SkinVision algorithm detects 95% of skin cancer, study finds

An international group of researchers working with Erasmus University Medical Center (Erasmus MC) in the Netherlands determined that SkinVision – the first CE-marked skin cancer application based on extensive clinical trials – has a sensitivity of 95.1% in detecting the most common forms of skin cancer.

The research published in the Journal of the European Academy of Dermatology and Venereology (JEADV) evaluated the accuracy of the application for triaging skin lesions. The researchers found that the SkinVision algorithm has high sensitivity to detect skin cancer and can be a valuable tool for early skin cancer detection.

Early recognition of skin cancer

Skin cancer is a growing problem, with currently between 2 and 3 million non-melanoma skin cancers and 132,000 melanoma skin cancers occurring each year globally. In fact, one in three cancers diagnosed is skin cancer. The good news is that 95% of skin cancers can be successfully treated if caught at an early stage.

As healthcare systems are adopting more innovative technology, there is increasing evidence that mobile health apps can help to save lives. SkinVision empowers individuals to take their skin health into their own hands by transforming their smartphone into a medical device for skin cancer risk assessment. So far, SkinVision has assisted in the finding of more than 35,000 skin cancer cases globally and managed to direct those people to a healthcare professional for further examination.

The service has the potential to triage those in need of treatment and could help to decrease both the average cost of treatment and the number of unnecessary doctor visits. The company has built up a customer portfolio of 1,200,000 users globally and a database of 3.5 million pictures of suspicious and benign skin spots.

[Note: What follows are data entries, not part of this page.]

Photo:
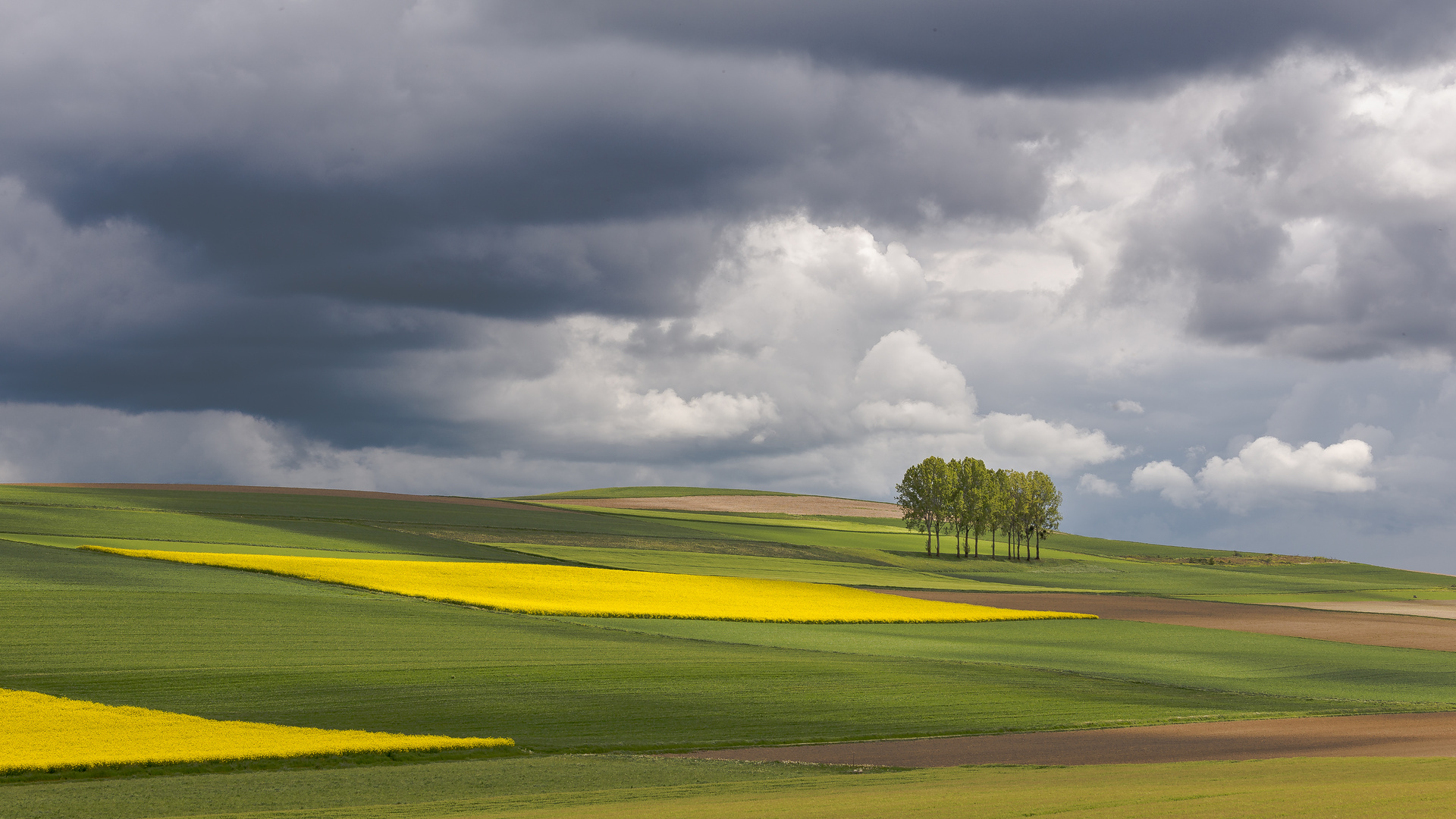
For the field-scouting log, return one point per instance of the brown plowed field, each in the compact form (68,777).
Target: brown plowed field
(284,491)
(1445,610)
(1338,627)
(1370,735)
(780,504)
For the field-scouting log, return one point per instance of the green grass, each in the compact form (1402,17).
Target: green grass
(750,566)
(661,789)
(381,786)
(648,491)
(1376,595)
(1126,651)
(243,646)
(229,645)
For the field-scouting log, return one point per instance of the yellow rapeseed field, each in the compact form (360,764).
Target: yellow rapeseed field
(603,592)
(52,732)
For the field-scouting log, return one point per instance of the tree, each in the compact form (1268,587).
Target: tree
(913,496)
(925,494)
(1043,507)
(967,493)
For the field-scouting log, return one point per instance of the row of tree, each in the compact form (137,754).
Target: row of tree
(968,500)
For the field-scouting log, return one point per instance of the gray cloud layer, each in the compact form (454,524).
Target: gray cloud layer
(494,246)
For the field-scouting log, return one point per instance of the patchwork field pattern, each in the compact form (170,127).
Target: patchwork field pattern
(601,592)
(52,732)
(277,649)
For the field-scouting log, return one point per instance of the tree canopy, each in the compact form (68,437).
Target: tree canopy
(965,499)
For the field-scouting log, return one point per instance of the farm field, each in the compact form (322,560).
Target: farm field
(228,645)
(673,789)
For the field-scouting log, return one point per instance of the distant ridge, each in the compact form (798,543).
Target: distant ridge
(275,491)
(647,491)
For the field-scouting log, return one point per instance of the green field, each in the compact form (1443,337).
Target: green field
(648,491)
(232,645)
(676,789)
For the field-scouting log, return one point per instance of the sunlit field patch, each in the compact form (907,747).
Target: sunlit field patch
(601,592)
(52,732)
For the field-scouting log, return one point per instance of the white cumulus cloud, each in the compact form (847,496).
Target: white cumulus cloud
(1095,485)
(1264,469)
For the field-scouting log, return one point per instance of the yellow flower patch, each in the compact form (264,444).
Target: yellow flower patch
(603,592)
(52,732)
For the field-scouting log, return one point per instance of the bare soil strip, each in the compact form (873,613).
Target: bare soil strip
(778,504)
(1372,735)
(1335,626)
(289,491)
(1445,610)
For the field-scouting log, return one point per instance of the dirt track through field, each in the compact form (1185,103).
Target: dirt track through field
(777,504)
(290,491)
(1334,626)
(1372,735)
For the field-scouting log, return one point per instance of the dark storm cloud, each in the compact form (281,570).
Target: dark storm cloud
(1024,44)
(593,184)
(1324,231)
(308,194)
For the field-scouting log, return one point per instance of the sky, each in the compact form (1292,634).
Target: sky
(1193,260)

The field of mHealth apps for the risk assessment of skin cancer is undergoing rapid evolution. It is clear from this and other recent studies based on clinical images that the application of machine learning in large image databases leads to a high sensitivity to distinguish between malignant and benign skin cancer cases."

Tiago M. C. D. Marques, Postdoctoral researcher at Erasmus MC, and one of the study authors

To evaluate the sensitivity of the algorithm, researchers used 285 histopathologically validated skin cancer cases from two previously published clinical studies and the smartphone application user database. The specificity was computed on a separate set from the user base, which contained 6,000 clinically-validated cases.

Providing the layperson with a highly sensitive, robust and easy-to-use method to check skin lesions for cancer has been the SkinVision research team’s goal for the past seven years. I’m confident to say that SkinVision users benefit from the latest technological advancements that have been incorporated in a rigorous and clinically tested mHealth app."

Andreea Udrea, Ph.D. researcher at SkinVision, associate professor at University Politehnica of Bucharest and the lead author of the study

In terms of specificity, Erasmus MC is currently preparing a prospective study for further clinical validation, which will be performed at the Outpatient Dermatology Department during the coming months.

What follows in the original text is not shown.